# Hookah and weed?



## Polluted_Chronic (Apr 2, 2007)

I was just wondering if it is possible to smoke weed with a hookah? How would you do it just put weed in the clay bowl and proceed to set up as a regular hookah? ??


----------



## Wake'N'Bake (Apr 3, 2007)

I have done it, its actually pretty easy. if you know how to make a hookah with shisha. you can go load the bowl with shisha/herb and its really amazing!!


----------



## rickhighly420 (Apr 4, 2007)

OMG you guys havn't smoked out of a hookah? it's just as popular as smoking out of a bong around here... but I think it gets you more ripped than a bong, but doesn't cary the great taste as in smoking out of a bong...


----------



## TillthedayiDIE420 (Apr 4, 2007)

Polluted_Chronic said:


> I was just wondering if it is possible to smoke weed with a hookah? How would you do it just put weed in the clay bowl and proceed to set up as a regular hookah? ??


 
How long have you smoked weed? Hmm i wonder if you can smoke weed out of a smoking device? when they make Half of them for weed and the other half for hashsheesh

Gee i dont know 

O yeah if your smoking out of one Buy a Glass Hookah!!!!!!!! 

I;ve noticed that the Metal hookah's give of a metal taste when smoking it Flavours your weed with a crappy taste...

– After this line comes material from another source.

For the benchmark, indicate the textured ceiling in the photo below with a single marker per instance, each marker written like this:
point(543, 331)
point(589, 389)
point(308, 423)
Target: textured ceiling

My friends own a Metal and Glass hookah and bar none the Glass hookah kicks the shit out of the metal one.


----------



## preoQpydDlusion (Apr 4, 2007)

glass is always the way to go. pipes, bongs, hookas, anything. smooth(est?) smoke, easy to clean, and usually the last to get fucked up, assuming u dont have the tendency to knock stuff over.


----------



## rickhighly420 (Apr 5, 2007)

definatly agree, metal just gives it an unatural taste.... mmmm... bud tastes soooo gooooddd!!!!!


----------



## cali-high (Apr 5, 2007)

yeah i love it.

put the weed in first then the shisha then the tinfoil and then the coal on top thats how i do


----------



## HighPhi (Apr 6, 2007)

hash is better through a hookar than weed i feel
but yes yes its awsome cause its weed.


----------



## Tre_Jay (Jun 16, 2007)

It burns WAY fast in the Hookah though.

I think a good combination would be some sheesh mixed in with weed. Have yet to try that.


----------



## cali-high (Jun 17, 2007)

thats how i doit i put the weed on the bottom and shisha ontop burns great!


----------



## danecooksays (Sep 16, 2008)

i dunno how you guys roll but this is how we do:

pack a bowl of regular tobacco and get the right amount. then, get however much bud you want (i have done ~0.4 grams and even a full gram) and just mix it like you're mixing a salad. then re-pack the bowl with the weed-sheesha, foil it, light your coals and enjoy. it's def. a different kind of high than a bong or bubbler. but that shit get's you toasted. it's much better if you're only trying to get 2 - 3 people high and have 45 mins - an hour to kill.


----------



## Sedition (Sep 16, 2008)

I've tried shisha whilst over in South Africa and hookah smoking was the illest! I would imagine that its just as easy to do weed through it, and it'd be mad as hell! Hit that shit up!


----------



## bladesblazin (Jul 19, 2010)

I am gonna have to try this, I have a hookah and have never tried herb with it.


----------



## ruderalis88 (Jul 19, 2010)

it's ace man definitely load that clay fucker up! i like to use the apple flavour sheesh tobacco and mix it in with a bunch of the weed then pack it, foil, clay. soooo nice. i always find it gets you dead sneakily baked and then you suddenly realise you're fucked haha


----------



## Puffbig (Sep 9, 2010)

Its rad!! Mix the weed and tobacco & smoke it how you usually would! Share with a friend or 2....smoking it for 45 mins alone takes the mind to strange places


----------



## Smokey1115 (Sep 18, 2010)

instead of using shisha i prefer to use the herbal hukkah. the Soex brand. (I think thats how it spelled) it has no tobacco or anything. its just flavored molasses.


----------